Nach Angaben des Vatikans starb Franziskus am Ostermontag um 7.35 Uhr. Laut den Ärzten des Gemelli-Spitals, die den Papst erst kürzlich wegen einer beidseitigen Lungenentzündung behandelt hatten, soll das Oberhaupt der katholischen Kirche an den Folgen eines Hirnleidens – wahrscheinlich ein Schlaganfall – verstorben sein. Der Heilige Vater sei "friedlich eingeschlafen".
Der Leichnam des Papstes soll dann m Abend um 20.00 Uhr in seinen Sarg gelegt werden. Kardinal Kevin Farrell werde als Camerlengo über den "Ritus der Feststellung des Todes und des Einlegens des Körpers in den Sarg" wachen, teilte der Vatikan mit.

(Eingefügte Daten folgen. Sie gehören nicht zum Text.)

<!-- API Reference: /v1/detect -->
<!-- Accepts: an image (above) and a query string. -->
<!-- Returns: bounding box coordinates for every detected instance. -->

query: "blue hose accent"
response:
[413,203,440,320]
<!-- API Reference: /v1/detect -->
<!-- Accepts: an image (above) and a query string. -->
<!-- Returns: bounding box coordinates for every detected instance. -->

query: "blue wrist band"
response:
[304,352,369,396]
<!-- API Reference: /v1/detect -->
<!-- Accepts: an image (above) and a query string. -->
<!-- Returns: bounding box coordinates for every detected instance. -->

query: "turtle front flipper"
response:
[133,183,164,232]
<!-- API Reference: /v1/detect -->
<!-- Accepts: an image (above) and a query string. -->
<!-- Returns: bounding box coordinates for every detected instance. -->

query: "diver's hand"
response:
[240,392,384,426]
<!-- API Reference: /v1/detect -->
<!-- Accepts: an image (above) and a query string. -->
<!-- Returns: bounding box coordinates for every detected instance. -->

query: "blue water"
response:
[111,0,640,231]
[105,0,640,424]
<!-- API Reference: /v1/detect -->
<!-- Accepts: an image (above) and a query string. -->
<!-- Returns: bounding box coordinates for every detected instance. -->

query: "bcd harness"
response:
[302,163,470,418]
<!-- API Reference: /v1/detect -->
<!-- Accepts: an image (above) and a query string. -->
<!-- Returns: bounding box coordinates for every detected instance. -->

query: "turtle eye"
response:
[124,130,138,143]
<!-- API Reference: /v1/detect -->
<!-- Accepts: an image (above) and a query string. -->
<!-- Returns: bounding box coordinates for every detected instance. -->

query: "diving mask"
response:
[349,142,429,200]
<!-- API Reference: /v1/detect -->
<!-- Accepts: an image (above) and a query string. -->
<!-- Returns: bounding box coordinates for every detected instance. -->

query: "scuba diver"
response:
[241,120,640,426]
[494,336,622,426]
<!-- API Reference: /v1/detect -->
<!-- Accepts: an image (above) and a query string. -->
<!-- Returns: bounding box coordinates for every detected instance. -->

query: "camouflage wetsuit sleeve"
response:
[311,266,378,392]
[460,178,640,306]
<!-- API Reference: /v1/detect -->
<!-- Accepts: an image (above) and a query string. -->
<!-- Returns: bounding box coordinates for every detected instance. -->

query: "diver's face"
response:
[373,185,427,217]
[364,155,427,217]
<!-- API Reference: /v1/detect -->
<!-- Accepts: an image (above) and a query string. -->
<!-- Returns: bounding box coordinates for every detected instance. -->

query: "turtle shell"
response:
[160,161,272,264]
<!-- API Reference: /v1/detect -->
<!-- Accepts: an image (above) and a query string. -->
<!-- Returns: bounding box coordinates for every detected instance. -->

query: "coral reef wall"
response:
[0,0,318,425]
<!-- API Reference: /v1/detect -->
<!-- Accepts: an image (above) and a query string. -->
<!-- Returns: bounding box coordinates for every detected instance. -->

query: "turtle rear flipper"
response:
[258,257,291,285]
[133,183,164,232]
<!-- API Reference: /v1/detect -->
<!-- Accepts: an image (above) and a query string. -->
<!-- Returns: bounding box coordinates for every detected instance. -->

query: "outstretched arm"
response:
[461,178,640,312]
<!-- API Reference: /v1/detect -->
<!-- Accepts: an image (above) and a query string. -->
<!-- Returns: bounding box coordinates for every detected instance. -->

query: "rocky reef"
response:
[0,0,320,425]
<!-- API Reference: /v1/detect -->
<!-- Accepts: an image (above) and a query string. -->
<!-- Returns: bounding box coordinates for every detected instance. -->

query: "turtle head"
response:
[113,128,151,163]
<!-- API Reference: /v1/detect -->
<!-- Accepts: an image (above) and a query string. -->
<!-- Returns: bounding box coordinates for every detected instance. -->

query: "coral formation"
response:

Erst vor Kurzem hatte der Papst das Ritual zu seiner Beisetzung überarbeitet. Der Pontifex wünschte sich zu Lebzeiten weniger Pracht und vereinfachte Riten für seine Bestattung. Dem Vatikan zufolge wollte er damit verdeutlichen, dass mit ihm nicht ein mächtiger Mann, sondern ein Hirte und Jünger Christi beerdigt wird.
Auf eigenem Wunsch wird der Papst auch nicht in den vatikanischen Grotten unter dem Petersdom bestattet, sondern in der Basilika Santa Maria Maggiore – einem seiner Lieblingsorte in Rom.